Even bland statements humans make about nonfiction facts have some creativity in them, even if the ideas are non-copyrightable (e.g., I cannot copyright the fact that the declaration of independence was signed in 1776. However, the exact way I present this fact can be copyrightable- a timeline, chart, table, passage of text, etc. could all be copyrightable).
“Creative effort” is a hard thing to pin down, since “effort” alone does not qualify (e.g., I can’t copyright a phone directory even if I spent a lot of effort collecting names/numbers, since simply putting names and numbers alongside each other in alphabetical isn’t particularly creative or original). I don’t think there’s really a bright line test for what constitutes as “creative,” but it doesn’t take a lot. Randomness doesn’t qualify either (e.g., I can’t just pick a random stone out of a stream and declare copyright on it, even if it’s a very unique-looking rock).
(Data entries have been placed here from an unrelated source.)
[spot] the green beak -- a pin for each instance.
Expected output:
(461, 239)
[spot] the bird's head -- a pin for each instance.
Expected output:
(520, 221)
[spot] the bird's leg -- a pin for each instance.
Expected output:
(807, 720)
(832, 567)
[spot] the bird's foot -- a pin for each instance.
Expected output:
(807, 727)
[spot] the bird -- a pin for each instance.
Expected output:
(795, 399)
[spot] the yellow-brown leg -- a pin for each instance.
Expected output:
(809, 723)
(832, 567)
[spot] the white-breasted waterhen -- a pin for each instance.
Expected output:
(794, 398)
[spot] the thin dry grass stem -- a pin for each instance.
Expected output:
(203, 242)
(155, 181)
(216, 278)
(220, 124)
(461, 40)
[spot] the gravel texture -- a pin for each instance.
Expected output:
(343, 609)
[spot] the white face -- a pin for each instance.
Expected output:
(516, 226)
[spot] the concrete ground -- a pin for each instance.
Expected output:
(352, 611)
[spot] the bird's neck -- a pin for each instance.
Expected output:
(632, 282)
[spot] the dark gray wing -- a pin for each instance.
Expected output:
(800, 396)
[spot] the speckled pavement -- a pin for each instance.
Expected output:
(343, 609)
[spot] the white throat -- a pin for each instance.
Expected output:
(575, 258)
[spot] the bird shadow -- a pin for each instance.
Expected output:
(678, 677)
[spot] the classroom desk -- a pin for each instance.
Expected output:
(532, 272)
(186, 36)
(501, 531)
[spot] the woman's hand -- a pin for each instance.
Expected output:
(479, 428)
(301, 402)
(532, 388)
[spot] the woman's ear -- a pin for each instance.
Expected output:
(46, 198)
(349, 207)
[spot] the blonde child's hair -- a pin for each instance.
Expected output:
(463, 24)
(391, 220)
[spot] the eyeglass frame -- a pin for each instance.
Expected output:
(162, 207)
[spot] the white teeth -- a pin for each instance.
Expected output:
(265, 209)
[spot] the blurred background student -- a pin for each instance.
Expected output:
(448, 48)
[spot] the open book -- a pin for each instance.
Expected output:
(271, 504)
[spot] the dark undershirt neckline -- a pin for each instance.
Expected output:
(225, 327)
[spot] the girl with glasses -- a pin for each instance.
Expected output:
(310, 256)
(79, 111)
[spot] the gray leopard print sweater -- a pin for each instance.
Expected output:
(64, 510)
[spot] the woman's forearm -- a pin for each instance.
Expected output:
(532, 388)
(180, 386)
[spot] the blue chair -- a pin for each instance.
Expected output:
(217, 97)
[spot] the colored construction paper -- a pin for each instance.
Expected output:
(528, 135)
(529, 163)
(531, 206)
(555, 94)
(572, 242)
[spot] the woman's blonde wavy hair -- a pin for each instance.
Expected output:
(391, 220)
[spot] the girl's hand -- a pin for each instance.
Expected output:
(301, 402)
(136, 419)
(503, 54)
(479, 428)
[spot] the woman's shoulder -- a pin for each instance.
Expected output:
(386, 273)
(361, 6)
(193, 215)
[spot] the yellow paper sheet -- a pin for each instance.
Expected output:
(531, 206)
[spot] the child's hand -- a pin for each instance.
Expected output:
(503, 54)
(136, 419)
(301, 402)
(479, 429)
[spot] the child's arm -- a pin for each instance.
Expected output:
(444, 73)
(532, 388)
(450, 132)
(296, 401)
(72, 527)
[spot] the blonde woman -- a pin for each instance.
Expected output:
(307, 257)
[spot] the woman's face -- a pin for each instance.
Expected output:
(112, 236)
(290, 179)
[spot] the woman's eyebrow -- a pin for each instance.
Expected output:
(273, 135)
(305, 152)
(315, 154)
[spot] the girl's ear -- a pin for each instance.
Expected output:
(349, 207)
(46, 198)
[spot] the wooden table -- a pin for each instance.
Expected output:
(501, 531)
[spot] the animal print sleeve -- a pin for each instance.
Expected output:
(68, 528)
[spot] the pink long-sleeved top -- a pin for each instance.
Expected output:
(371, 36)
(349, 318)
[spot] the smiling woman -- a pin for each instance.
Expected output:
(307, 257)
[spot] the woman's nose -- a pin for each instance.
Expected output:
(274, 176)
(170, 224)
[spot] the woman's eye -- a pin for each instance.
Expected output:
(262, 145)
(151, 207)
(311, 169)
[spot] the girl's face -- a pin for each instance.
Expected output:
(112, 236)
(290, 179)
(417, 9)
Narrow AI is ultimately just a very complex algorithm created based on training data. This is oversimplifying a lot of steps involved, but there isn’t anything “creative” or “subjective” involved in how an LLM creates passages of text. At most, I think you could say that the developers of the AI have copyright over the initial code used to make that AI. I think that the outputs of some functional AI could be copyrightable by its developers, but I don’t think any machine-learning AI would really qualify if it’s the sole source of the work.
Personally, I think that the results of what an AI like Midjourney or ChatGPT creates would fall under public domain. Most of the time, it’s removed enough from the source material that it’s not really derivative anymore. However, I think if someone were to prompt one of these AI to create a work that explicitly mimics that of an author or artist, that could be infringement.
IANAL, this is just one random internet user’s opinion.